Entrevista:O Estado inteligente

terça-feira, junho 07, 2005

Berzoini festeja criação de vagas. E é comparado a Goebbels O Estado de S. Paulo

Ministro diz que há 92 mil novos postos de trabalho por mês; PSDB não acredita
Jamil Chade Correspondente GENEBRA
7/6/2005

O discurso do ministro do Trabalho, Ricardo Berzoini, na conferência anual da Organização Internacional do Trabalho (OIT), causou polêmica. O presidente do PSDB, senador Eduardo Azeredo (MG), acusou Berzoini de estar usando o "modelo Goebbels" para tentar manipular os números da criação do emprego no País durante o governo de Luiz Inácio Lula da Silva. Joseph Goebbels foi ministro da Propaganda do regime Nazista e ficou conhecido por sua tática de repetir uma informação mentirosa até que todos acreditassem que era verdade.
Berzoini afirmou em seu discurso que, no governo Lula, estão sendo criados 92 mil postos de trabalho por mês no País. Segundo o ministro, até mesmo o presidente Lula ficou surpreendido quando lhe foi apresentado esses dados.

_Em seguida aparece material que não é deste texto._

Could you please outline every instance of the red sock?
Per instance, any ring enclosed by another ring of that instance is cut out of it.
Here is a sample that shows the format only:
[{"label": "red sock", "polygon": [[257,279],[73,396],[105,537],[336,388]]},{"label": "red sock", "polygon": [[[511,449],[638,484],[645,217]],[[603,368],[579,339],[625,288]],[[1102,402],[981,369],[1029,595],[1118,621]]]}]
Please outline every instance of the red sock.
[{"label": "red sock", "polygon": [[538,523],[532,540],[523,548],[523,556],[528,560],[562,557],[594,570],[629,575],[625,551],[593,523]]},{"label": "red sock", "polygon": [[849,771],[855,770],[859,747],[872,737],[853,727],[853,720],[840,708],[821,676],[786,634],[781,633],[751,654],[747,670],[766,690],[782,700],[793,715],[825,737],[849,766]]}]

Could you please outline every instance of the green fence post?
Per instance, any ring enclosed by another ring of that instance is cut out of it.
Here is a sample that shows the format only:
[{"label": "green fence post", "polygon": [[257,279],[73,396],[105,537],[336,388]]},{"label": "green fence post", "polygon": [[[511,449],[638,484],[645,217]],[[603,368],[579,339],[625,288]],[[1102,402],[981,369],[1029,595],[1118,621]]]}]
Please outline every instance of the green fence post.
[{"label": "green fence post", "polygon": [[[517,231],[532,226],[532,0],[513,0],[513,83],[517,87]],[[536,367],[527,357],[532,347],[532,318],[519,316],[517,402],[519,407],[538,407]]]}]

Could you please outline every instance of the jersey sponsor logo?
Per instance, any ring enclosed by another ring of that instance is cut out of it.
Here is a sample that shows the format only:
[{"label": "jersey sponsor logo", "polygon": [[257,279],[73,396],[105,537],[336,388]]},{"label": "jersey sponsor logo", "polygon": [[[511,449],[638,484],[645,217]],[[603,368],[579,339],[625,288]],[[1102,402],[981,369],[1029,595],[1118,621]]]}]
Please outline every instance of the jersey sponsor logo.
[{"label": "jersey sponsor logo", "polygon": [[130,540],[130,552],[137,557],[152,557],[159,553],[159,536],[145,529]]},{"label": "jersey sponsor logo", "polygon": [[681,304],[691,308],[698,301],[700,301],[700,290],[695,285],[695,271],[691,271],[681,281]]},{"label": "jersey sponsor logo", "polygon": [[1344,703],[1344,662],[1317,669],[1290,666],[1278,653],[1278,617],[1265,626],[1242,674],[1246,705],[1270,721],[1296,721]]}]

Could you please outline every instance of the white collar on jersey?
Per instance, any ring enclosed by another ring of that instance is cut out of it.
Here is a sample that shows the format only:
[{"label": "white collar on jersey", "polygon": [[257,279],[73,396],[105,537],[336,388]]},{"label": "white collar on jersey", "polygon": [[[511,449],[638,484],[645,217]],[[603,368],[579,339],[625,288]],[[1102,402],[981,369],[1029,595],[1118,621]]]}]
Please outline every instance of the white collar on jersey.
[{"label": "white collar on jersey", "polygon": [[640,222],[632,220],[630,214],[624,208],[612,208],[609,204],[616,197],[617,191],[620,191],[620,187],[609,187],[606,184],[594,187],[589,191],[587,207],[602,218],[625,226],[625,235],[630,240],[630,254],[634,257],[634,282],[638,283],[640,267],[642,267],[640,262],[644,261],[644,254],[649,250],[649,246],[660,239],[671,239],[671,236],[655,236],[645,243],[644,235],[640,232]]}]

"Esses números não existem", afirma Azeredo, que faz parte da delegação brasileira na conferência da OIT com quatro deputados, outro senador, procuradores e representantes sindicais. Ele, porém, não deu sua avaliação sobre quantos empregos teriam sido criados.

Para Berzoini, houve uma "tragédia trabalhista" no País entre 1992 e 2002. Nesse período, a participação do trabalho da renda nacional perdeu quase 10 pontos percentuais e o déficit de geração de empregos formais teria sido de 10,5 milhões de empregos. Desde a posse de Lula, o número de empregos criados já chegaria a 2,7 milhões, segundo o ministro.

Azeredo lembrou que, há poucos dias, Lula fez um discurso no Brasil afirmando que estava criando 120 mil empregos por mês. "O governo precisa se coordenar melhor, pelo menos para falar sobre quantos empregos está criando", ironizou o ex-governador mineiro.

O senador Sérgio Guerra (PSDB-PE) ainda ficou inconformados quando Berzoini citou os jovens como um dos focos das iniciativas do governo na área de emprego. "É um absurdo falar sobre isso aqui na OIT. Todos sabem que o programa Primeiro Emprego não funcionou."

Outra bandeira do governo Lula na OIT neste ano é defender a idéia de uma negociação para a redução das horas de trabalho. Berzoini acredita que a entidade pode ser o local ideal para promover o debate entre governos, empregadores e trabalhadores sobre uma convergência internacional das horas de trabalho.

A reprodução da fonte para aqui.